Существуют сотни свидетельств языческих авторов первого века нашей христианской эры. И ни в одном об Иисусе ни слова. Ни один тогдашний римский деятель – ни сановник, ни военачальник, ни управляющий, ни историк, ни философ, ни поэт, ни ученый, ни торговец, ни какой бы то ни было писатель – не упоминает о нем. Ни слова не найти о нем и ни в одной общественной записи или какой-нибудь сохранившейся личной переписке. После него не осталось ни записи о рождении, ни судебных отчетов, ни свидетельства о смерти. Через сто лет после его кончины – да, через сотню лет! – появляются лишь два языческих упоминания об Иисусе: одно от Плиния Младшего, римского сенатора и писателя, а другое от Тацита, римского историка. Одно письмо и несколько страниц текста – вот и все, что осталось после ревностных служак и надменных правителей империи, принявших потом веру Иисуса и сделавших свою столицу главным оплотом его веры. Язычники даже не заметили того, кто обратил их из римлян в христиан. Это все равно как если бы французы не заметили Великую французскую революцию.

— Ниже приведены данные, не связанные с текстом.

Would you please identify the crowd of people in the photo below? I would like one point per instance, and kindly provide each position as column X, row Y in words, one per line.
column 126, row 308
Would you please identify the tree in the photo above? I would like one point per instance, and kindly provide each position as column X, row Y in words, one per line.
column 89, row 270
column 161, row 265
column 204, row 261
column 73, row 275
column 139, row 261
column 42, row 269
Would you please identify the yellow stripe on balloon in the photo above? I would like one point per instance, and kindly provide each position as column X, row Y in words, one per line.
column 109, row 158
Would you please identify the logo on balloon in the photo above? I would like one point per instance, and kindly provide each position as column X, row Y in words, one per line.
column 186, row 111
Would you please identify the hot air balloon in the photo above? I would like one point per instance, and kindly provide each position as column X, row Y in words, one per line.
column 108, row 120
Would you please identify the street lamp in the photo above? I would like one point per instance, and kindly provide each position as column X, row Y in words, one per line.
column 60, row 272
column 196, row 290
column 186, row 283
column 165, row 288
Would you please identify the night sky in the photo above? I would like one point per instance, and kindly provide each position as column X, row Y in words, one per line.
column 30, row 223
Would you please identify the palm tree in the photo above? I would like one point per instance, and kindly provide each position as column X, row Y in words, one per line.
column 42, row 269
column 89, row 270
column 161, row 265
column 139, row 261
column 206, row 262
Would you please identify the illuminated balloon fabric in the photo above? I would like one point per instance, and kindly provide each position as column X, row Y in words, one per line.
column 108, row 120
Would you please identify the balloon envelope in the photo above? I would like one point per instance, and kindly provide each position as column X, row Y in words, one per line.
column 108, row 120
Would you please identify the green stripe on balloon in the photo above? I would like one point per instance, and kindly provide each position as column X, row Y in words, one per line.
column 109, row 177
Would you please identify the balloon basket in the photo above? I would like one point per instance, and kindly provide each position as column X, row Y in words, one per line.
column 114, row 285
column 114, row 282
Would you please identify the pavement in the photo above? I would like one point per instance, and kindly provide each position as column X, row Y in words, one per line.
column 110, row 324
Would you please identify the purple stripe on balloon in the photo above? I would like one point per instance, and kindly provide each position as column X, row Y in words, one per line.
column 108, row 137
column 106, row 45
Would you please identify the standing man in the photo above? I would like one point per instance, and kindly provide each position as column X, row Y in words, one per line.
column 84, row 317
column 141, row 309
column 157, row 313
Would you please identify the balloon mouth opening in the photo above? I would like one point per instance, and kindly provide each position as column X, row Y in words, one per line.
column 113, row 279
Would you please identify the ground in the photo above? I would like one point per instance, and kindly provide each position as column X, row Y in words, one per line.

Если тогдашние евреи и наговорили об Иисусе всякого, все это кануло в Лету. Ничего не осталось после фарисеев, которые плели против него козни, и после Синедриона, религиозного совета, который его приговорил. Историк Иосиф[32] лишь дважды упоминает об Иисусе, да и то через несколько десятков лет после того, как он был распят. В неисчерпаемых исторических анналах, относящихся к нехристианским источникам, об Иисусе сохранилась лишь горстка страниц, и то написанных понаслышке. Впрочем, и эта малость не дает нам ничего такого, чего бы мы уже не знали из христианских источников.

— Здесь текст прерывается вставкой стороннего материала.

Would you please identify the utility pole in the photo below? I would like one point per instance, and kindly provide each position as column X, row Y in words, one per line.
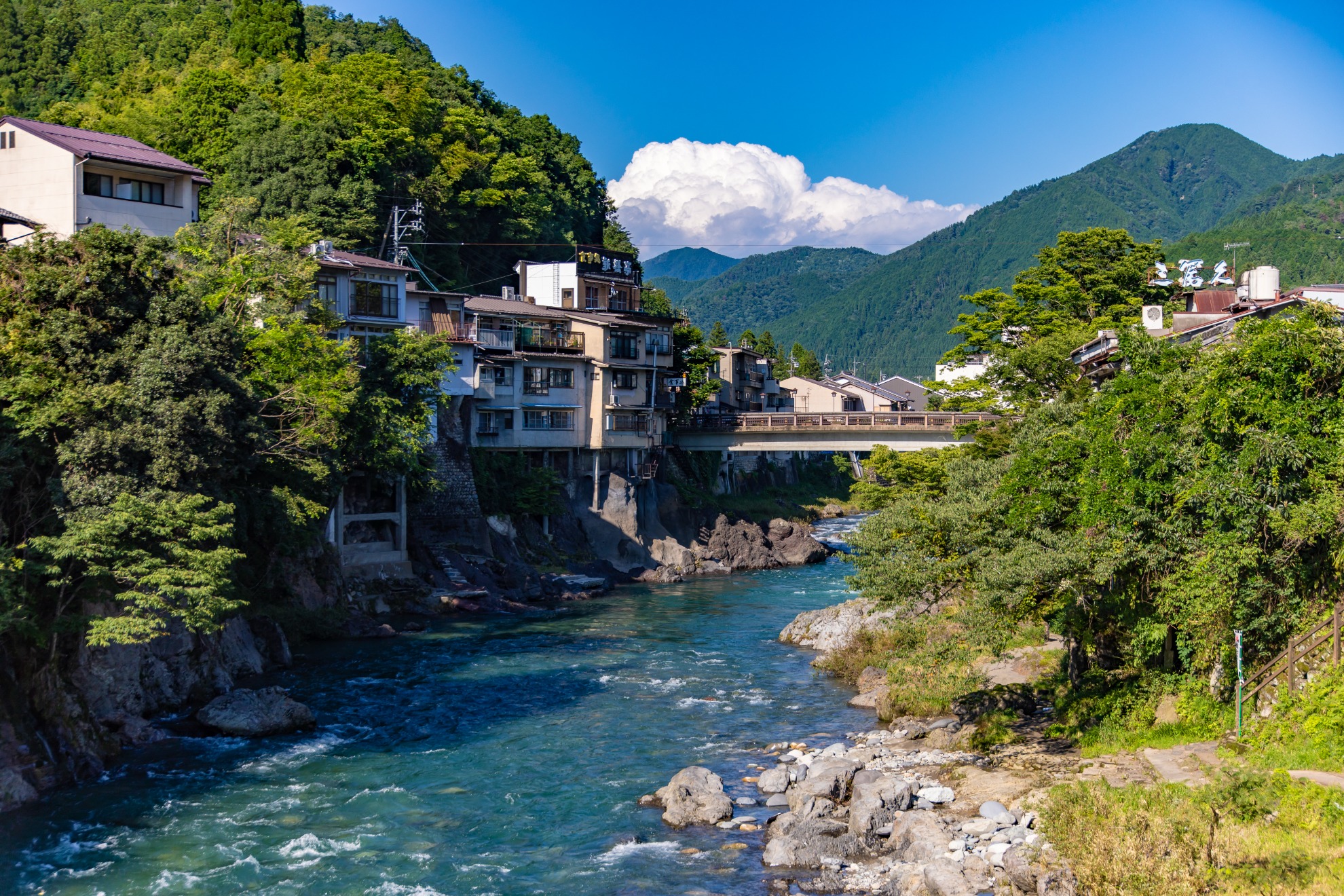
column 1234, row 248
column 403, row 223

Нет, нет и нет. От исторических свидетельств нет никакого толка. Всем, что нам известно об Иисусе, облеченном в плоть и кровь, мы обязаны четырем аллегористам. Но куда более удивительно то, что эти бродячие словослагатели сами никогда не встречались с Иисусом. Матфей, Марк, Лука и Иоанн были кем угодно, только не очевидцами. Подобно римлянам и евреям, они писали об Иисусе спустя годы после его пришествия на землю. Это были вдохновенные переписчики, они всего лишь переписывали – перекладывали на бумагу сказания, распространявшиеся на протяжении десятилетий. Таким образом, Иисус явился нам из древних преданий, сохранившихся главным образом в устной форме. Довольно легкомысленный и сомнительный способ оставить о себе память в истории.

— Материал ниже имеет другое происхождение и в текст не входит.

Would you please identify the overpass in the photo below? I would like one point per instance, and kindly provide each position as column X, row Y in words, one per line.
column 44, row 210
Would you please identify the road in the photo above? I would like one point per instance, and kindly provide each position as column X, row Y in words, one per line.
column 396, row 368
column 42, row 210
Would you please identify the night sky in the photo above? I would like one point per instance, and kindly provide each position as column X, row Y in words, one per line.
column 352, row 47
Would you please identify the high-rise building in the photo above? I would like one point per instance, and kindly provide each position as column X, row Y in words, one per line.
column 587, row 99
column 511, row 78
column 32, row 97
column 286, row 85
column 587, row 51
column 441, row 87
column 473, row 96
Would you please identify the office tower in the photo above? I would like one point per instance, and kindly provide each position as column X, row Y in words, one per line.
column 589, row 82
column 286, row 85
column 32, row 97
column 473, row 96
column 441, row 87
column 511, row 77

И все же странно: такое впечатление, будто Иисус сам того хотел. Иудеи – народ на редкость ученый. У еврея каждый палец – что писчее перо. Со всеми нами Господь только разговаривает, а евреям он передает каменные доски с писаниями. И все же нашелся великий еврей, который предпочел устное слово написанному. Который остановил свой выбор на водовороте устных преданий, а не на письменных фактах. С чего бы вдруг? Почему бы не выставить себя эдаким великим воинствующим спасителем, на которого уповали евреи? К чему было пересказывать, а не творить историю?
Жена вела его длинными коридорами. И вот Эузебью чувствует, что скоро они попадут в бальный зал с огромным танцполом, сверкающими канделябрами и высокими окнами.